While these advances are primarily rooted in changes in our formal educational training programs and continuing educational efforts, they are also the result of technology advances. For sure, most of us cannot imagine managing our glaucoma or macular patients today without ocular coherence tomography. Nor can we conceive of providing vision shaping therapy without the benefit of corneal topography. In short, technology has enhanced the breadth of services we — as primary eye care providers — offer our patients.
Michael D. DePaolis
With today’s primary care optometrist providing an increasingly diverse range of patient services, the trend begs one question: At which point is patient referral indicated?
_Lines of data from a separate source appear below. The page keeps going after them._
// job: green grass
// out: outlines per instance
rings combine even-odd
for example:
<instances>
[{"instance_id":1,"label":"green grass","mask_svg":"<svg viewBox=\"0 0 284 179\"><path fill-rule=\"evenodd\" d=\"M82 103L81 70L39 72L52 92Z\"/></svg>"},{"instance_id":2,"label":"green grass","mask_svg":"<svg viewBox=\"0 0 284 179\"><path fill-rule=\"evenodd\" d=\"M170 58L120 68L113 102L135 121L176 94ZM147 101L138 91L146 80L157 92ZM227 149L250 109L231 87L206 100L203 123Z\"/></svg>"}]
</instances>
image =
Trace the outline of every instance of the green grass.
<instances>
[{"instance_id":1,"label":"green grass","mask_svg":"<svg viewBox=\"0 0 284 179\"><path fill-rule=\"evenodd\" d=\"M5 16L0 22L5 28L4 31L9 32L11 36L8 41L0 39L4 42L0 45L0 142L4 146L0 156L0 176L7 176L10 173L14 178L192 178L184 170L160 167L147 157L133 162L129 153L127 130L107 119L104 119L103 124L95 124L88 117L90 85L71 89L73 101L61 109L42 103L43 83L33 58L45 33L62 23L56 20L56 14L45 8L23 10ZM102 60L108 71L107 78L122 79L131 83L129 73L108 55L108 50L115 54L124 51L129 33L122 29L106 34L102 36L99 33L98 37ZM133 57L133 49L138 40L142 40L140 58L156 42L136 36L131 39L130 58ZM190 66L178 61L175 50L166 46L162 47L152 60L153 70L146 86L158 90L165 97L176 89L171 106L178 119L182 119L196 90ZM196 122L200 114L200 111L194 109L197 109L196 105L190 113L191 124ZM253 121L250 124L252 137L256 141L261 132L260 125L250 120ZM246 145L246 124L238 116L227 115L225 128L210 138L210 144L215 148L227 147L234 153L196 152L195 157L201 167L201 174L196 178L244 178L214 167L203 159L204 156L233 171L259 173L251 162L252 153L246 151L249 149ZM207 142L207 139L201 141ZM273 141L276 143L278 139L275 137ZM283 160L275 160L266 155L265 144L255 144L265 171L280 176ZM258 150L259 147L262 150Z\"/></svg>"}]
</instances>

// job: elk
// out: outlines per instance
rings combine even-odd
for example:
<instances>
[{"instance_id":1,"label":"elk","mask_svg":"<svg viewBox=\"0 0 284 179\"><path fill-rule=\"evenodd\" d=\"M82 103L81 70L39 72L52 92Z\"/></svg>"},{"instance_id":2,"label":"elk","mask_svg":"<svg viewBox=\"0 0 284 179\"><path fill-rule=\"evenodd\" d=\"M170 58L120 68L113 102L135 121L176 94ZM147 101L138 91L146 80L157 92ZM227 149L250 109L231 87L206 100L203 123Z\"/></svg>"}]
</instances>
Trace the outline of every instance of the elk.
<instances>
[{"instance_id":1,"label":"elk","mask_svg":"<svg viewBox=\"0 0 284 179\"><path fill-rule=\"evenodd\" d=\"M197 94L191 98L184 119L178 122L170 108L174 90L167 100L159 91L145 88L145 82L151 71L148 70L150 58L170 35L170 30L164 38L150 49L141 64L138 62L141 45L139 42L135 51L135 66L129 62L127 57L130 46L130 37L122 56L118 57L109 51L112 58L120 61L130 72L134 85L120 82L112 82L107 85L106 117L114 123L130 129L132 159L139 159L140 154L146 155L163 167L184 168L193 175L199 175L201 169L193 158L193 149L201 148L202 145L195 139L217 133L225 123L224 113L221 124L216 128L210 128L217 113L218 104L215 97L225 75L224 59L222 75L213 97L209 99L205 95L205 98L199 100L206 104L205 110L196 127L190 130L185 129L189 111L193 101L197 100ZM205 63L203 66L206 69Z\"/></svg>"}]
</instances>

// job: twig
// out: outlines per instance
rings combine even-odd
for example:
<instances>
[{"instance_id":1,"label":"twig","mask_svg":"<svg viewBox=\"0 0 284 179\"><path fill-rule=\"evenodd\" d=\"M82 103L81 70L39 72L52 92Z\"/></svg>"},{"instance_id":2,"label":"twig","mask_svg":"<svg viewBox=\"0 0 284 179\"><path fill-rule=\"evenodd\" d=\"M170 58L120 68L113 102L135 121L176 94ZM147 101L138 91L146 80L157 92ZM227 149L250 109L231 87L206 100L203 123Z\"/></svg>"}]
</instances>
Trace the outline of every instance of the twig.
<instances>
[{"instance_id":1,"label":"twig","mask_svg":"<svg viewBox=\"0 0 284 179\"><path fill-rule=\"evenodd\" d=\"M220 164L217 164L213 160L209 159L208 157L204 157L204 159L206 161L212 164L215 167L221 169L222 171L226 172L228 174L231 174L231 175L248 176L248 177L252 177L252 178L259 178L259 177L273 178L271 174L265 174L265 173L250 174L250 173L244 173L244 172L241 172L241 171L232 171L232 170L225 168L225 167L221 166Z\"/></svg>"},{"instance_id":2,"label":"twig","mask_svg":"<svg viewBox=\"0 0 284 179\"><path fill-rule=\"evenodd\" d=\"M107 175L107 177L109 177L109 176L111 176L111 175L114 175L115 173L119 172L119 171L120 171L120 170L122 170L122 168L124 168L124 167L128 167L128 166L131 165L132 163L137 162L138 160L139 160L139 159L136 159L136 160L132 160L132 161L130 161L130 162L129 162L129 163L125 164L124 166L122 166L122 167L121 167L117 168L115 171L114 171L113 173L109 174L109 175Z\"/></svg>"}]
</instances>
As you might imagine, it is not always an easy question to answer.
Granted, in the case of a retinal detachment, mature cataract or a glaucoma patient failing maximum medical therapy, the answer is evident. On the other hand, how would you manage a symptomatic convergence insufficiency patient; an individual with age-related macular degeneration in need of low vision services; or even someone with keratoconus requiring contact lens correction? To refer or not to refer, that is often the question.
I would argue that today’s well-trained clinician — embracing and leveraging technology — is aptly qualified to manage many such patients. For sure, the Convergence Insufficiency Treatment Trial has provided us much-needed guidelines in caring for symptomatic convergence insufficiency patients. Likewise, improved optical and nonoptical devices (think iPad) have put many low vision services within the realm of a primary care optometrist. Certainly, new soft contact lenses designed specifically for keratoconus provide all of us with yet another tool to manage these folks.
While it is clear that knowledge plus technology equals expanded patient care, there is one fact that remains: It is the reality that certain patients really do need the services of a specialist. For these patients, the question is not one of “to refer or not to refer” but, rather, “to whom to refer.” I would contend that many times these specialty services are best provided by — you guessed it — another optometrist.
So, while I am passionate about primary care optometrists providing an ever-expanding range of services, I am equally adamant about referring within the profession. After all, who is more qualified to provide vision training, low vision or specialty contact lens services than a colleague with an expertise in that area? It is the right thing to do for our patients and for our profession.